In the original "Of Veg and Cheese" post I outlined how, in accordance with life in the early 1940's, we would be limited to seasonably available produce during the rationing year, with the exception of canned and frozen produce which would be subject to ration points and market fluctuations.
So how did it go?
Well, last winter was tough - no bones about it. With just one pound of frozen vegetables setting us back one quarter of our weekly blue/green points, we were forced to work with seasonally available produce. This meant mostly carrots, potatoes and cabbage. And trust me, with all other green, leafy vegetables unavailable you start to appreciate cabbage on a whole new level.
Going without fresh salad for a few months definitely helped us understand how much we really love salad, even if it's as basic as a few green leaves and a simple dressing. Luckily, growing lettuce and mesclun indoors (or in a hoop frame or cold frame) is so easy we were able to get a jump start on our spring greens.

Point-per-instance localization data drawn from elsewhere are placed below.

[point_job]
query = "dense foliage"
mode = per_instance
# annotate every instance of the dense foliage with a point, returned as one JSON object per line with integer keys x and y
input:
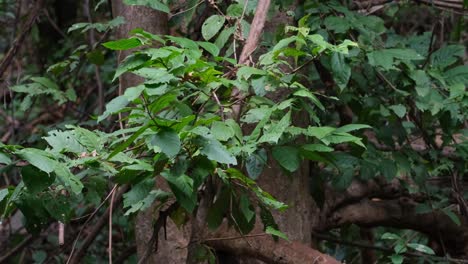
{"x": 340, "y": 89}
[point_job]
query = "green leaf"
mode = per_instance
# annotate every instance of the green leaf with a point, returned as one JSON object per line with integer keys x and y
{"x": 288, "y": 157}
{"x": 341, "y": 70}
{"x": 421, "y": 248}
{"x": 214, "y": 150}
{"x": 245, "y": 208}
{"x": 212, "y": 25}
{"x": 388, "y": 169}
{"x": 128, "y": 142}
{"x": 90, "y": 140}
{"x": 64, "y": 141}
{"x": 221, "y": 131}
{"x": 317, "y": 148}
{"x": 456, "y": 75}
{"x": 390, "y": 236}
{"x": 218, "y": 210}
{"x": 275, "y": 232}
{"x": 36, "y": 180}
{"x": 337, "y": 24}
{"x": 69, "y": 180}
{"x": 224, "y": 36}
{"x": 319, "y": 132}
{"x": 4, "y": 159}
{"x": 114, "y": 106}
{"x": 58, "y": 206}
{"x": 131, "y": 62}
{"x": 311, "y": 96}
{"x": 3, "y": 193}
{"x": 396, "y": 259}
{"x": 123, "y": 44}
{"x": 399, "y": 110}
{"x": 210, "y": 47}
{"x": 168, "y": 141}
{"x": 273, "y": 134}
{"x": 154, "y": 4}
{"x": 182, "y": 187}
{"x": 351, "y": 127}
{"x": 38, "y": 158}
{"x": 245, "y": 72}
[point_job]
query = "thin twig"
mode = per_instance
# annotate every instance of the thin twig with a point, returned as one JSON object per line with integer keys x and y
{"x": 15, "y": 250}
{"x": 384, "y": 249}
{"x": 87, "y": 221}
{"x": 19, "y": 40}
{"x": 186, "y": 10}
{"x": 111, "y": 207}
{"x": 153, "y": 242}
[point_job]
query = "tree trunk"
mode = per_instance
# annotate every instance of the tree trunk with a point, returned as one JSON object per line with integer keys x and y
{"x": 170, "y": 250}
{"x": 293, "y": 190}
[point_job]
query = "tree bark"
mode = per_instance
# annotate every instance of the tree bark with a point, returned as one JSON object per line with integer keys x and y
{"x": 170, "y": 250}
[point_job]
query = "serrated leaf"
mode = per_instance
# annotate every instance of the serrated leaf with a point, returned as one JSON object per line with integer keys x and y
{"x": 182, "y": 187}
{"x": 114, "y": 106}
{"x": 317, "y": 148}
{"x": 128, "y": 142}
{"x": 399, "y": 110}
{"x": 38, "y": 158}
{"x": 421, "y": 248}
{"x": 168, "y": 141}
{"x": 210, "y": 47}
{"x": 287, "y": 157}
{"x": 224, "y": 36}
{"x": 311, "y": 96}
{"x": 221, "y": 131}
{"x": 4, "y": 159}
{"x": 273, "y": 134}
{"x": 255, "y": 163}
{"x": 154, "y": 4}
{"x": 390, "y": 236}
{"x": 36, "y": 180}
{"x": 64, "y": 141}
{"x": 319, "y": 132}
{"x": 274, "y": 232}
{"x": 214, "y": 150}
{"x": 123, "y": 44}
{"x": 351, "y": 127}
{"x": 341, "y": 70}
{"x": 452, "y": 216}
{"x": 212, "y": 25}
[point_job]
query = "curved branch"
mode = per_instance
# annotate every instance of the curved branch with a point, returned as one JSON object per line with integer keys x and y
{"x": 255, "y": 31}
{"x": 266, "y": 249}
{"x": 401, "y": 213}
{"x": 19, "y": 40}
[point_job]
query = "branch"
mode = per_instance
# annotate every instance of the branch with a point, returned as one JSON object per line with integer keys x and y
{"x": 161, "y": 222}
{"x": 20, "y": 246}
{"x": 96, "y": 228}
{"x": 19, "y": 40}
{"x": 401, "y": 213}
{"x": 255, "y": 31}
{"x": 251, "y": 44}
{"x": 359, "y": 244}
{"x": 266, "y": 249}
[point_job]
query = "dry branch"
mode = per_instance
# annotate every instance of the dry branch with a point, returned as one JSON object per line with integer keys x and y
{"x": 266, "y": 249}
{"x": 19, "y": 40}
{"x": 401, "y": 213}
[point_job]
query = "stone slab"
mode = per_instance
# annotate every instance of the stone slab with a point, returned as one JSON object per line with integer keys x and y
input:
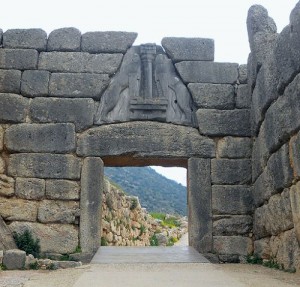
{"x": 79, "y": 62}
{"x": 207, "y": 72}
{"x": 145, "y": 139}
{"x": 56, "y": 110}
{"x": 213, "y": 96}
{"x": 25, "y": 39}
{"x": 224, "y": 123}
{"x": 13, "y": 108}
{"x": 77, "y": 85}
{"x": 107, "y": 42}
{"x": 189, "y": 49}
{"x": 44, "y": 166}
{"x": 52, "y": 138}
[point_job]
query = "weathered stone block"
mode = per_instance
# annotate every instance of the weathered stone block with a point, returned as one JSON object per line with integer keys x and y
{"x": 77, "y": 111}
{"x": 243, "y": 97}
{"x": 10, "y": 81}
{"x": 232, "y": 225}
{"x": 208, "y": 72}
{"x": 107, "y": 42}
{"x": 231, "y": 147}
{"x": 25, "y": 39}
{"x": 30, "y": 188}
{"x": 13, "y": 108}
{"x": 18, "y": 59}
{"x": 44, "y": 166}
{"x": 223, "y": 198}
{"x": 200, "y": 216}
{"x": 224, "y": 123}
{"x": 80, "y": 85}
{"x": 35, "y": 83}
{"x": 189, "y": 49}
{"x": 18, "y": 209}
{"x": 51, "y": 211}
{"x": 14, "y": 259}
{"x": 57, "y": 238}
{"x": 233, "y": 245}
{"x": 213, "y": 96}
{"x": 231, "y": 171}
{"x": 150, "y": 138}
{"x": 64, "y": 39}
{"x": 62, "y": 189}
{"x": 7, "y": 185}
{"x": 74, "y": 62}
{"x": 56, "y": 138}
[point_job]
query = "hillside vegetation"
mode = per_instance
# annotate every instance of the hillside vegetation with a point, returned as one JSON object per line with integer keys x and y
{"x": 155, "y": 192}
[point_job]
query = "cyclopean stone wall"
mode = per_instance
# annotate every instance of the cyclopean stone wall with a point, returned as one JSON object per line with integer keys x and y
{"x": 274, "y": 81}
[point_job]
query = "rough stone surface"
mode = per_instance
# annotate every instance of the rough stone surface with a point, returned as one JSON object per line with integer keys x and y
{"x": 10, "y": 81}
{"x": 224, "y": 123}
{"x": 13, "y": 108}
{"x": 7, "y": 185}
{"x": 35, "y": 83}
{"x": 30, "y": 188}
{"x": 150, "y": 138}
{"x": 44, "y": 166}
{"x": 62, "y": 189}
{"x": 232, "y": 147}
{"x": 107, "y": 42}
{"x": 77, "y": 111}
{"x": 75, "y": 62}
{"x": 51, "y": 211}
{"x": 189, "y": 49}
{"x": 52, "y": 138}
{"x": 233, "y": 245}
{"x": 64, "y": 39}
{"x": 223, "y": 198}
{"x": 213, "y": 96}
{"x": 58, "y": 238}
{"x": 25, "y": 39}
{"x": 18, "y": 59}
{"x": 200, "y": 217}
{"x": 80, "y": 85}
{"x": 208, "y": 72}
{"x": 18, "y": 209}
{"x": 14, "y": 259}
{"x": 231, "y": 171}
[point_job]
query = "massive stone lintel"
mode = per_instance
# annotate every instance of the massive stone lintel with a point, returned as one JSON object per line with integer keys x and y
{"x": 146, "y": 88}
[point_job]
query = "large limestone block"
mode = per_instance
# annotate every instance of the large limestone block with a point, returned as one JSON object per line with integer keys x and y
{"x": 54, "y": 238}
{"x": 64, "y": 39}
{"x": 233, "y": 245}
{"x": 189, "y": 49}
{"x": 52, "y": 138}
{"x": 44, "y": 166}
{"x": 18, "y": 59}
{"x": 232, "y": 199}
{"x": 13, "y": 108}
{"x": 145, "y": 139}
{"x": 74, "y": 62}
{"x": 18, "y": 209}
{"x": 25, "y": 39}
{"x": 213, "y": 96}
{"x": 77, "y": 111}
{"x": 207, "y": 72}
{"x": 107, "y": 42}
{"x": 231, "y": 171}
{"x": 224, "y": 123}
{"x": 77, "y": 85}
{"x": 10, "y": 81}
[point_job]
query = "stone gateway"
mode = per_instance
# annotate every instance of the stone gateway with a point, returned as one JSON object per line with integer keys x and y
{"x": 71, "y": 104}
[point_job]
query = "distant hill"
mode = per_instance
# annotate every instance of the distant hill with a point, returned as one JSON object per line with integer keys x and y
{"x": 155, "y": 192}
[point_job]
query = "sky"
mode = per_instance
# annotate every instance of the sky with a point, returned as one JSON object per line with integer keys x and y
{"x": 223, "y": 21}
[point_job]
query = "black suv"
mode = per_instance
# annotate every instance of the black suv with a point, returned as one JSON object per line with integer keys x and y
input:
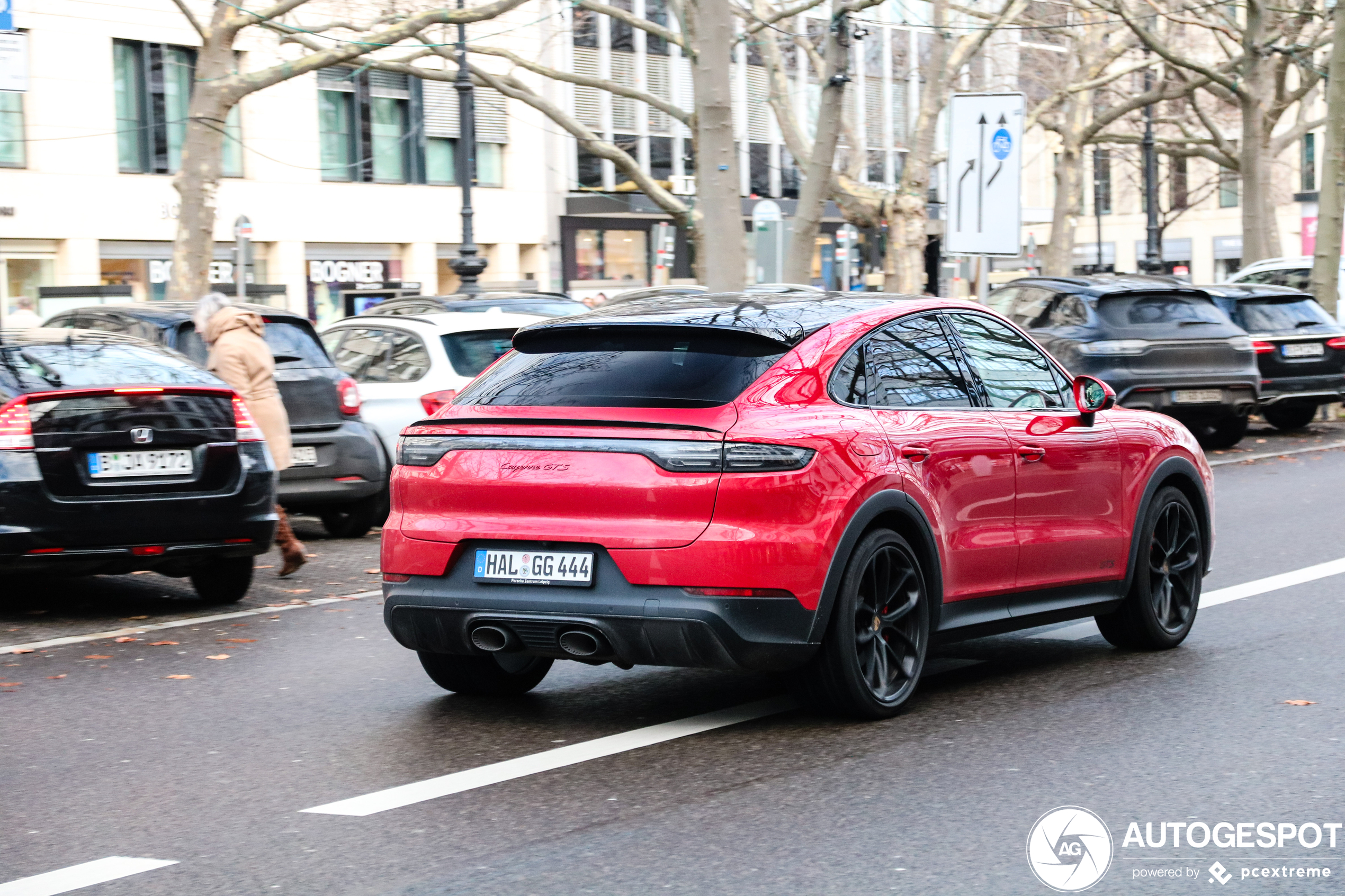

Once early summer came around we had locally grown produce available from our gardens, the farmer's market and our CSA bag. As you know, we had a hard time maintaining our Victory Gardens, and my new work schedule made visiting the farmer's market logistically tricky. And for a second year the CSA bags were a bit of a disappointment (some of the produce was actually of poor quality); I don't believe we'll do CSA bags in the future.
On the other hand, you just can't beat locally grown fruit. This past year we consumed our share of local strawberries, blackberries, apples and pears. Nothing can beat a fruit that was allowed to ripen fully before picking...and then immediately eating it. Really, I cannot downplay the physical and sensual joy of experiencing a local "u-pick" establishment.
As far as cheese goes...well, it's a staple we never want missing from the fridge. The versatility of hard cheese (snack, recipe ingredient, sandwich topper) make it a very useful, albeit rationed, resource. And thank goodness sour cream and cottage cheese weren't rationed - they have frequently been used to bulk up a sauce or soup (the former) or add protein to an otherwise light meal (the latter).
And finally, coffee. As outlined in the post "Java Dilemma," during rationing each adult received one pound of coffee every five weeks, assuming shortages didn't throw a kink into your coffee purchasing week. Both TMOTH and I increased our coffee consumption during the past year, in exchange for shrinking our soda intake. Even with that change, though, we were never in danger of running out of coffee supplies before the next ration amount could be purchased. We even had enough of a coffee surplus to, umm, be creative.
So, what of veg and cheese and coffee after rationing? We plan to continue focusing on seasonably available produce in an effort to reduce the carbon footprint of the fruits and vegetables we eat. And we'll continue to drink coffee at our current rates and avoid heavily-sugared sodas.
And cabbage...dear, sweet cabbage. You will always have a special place in our hearts...even if you're not as frequent a visitor at the table.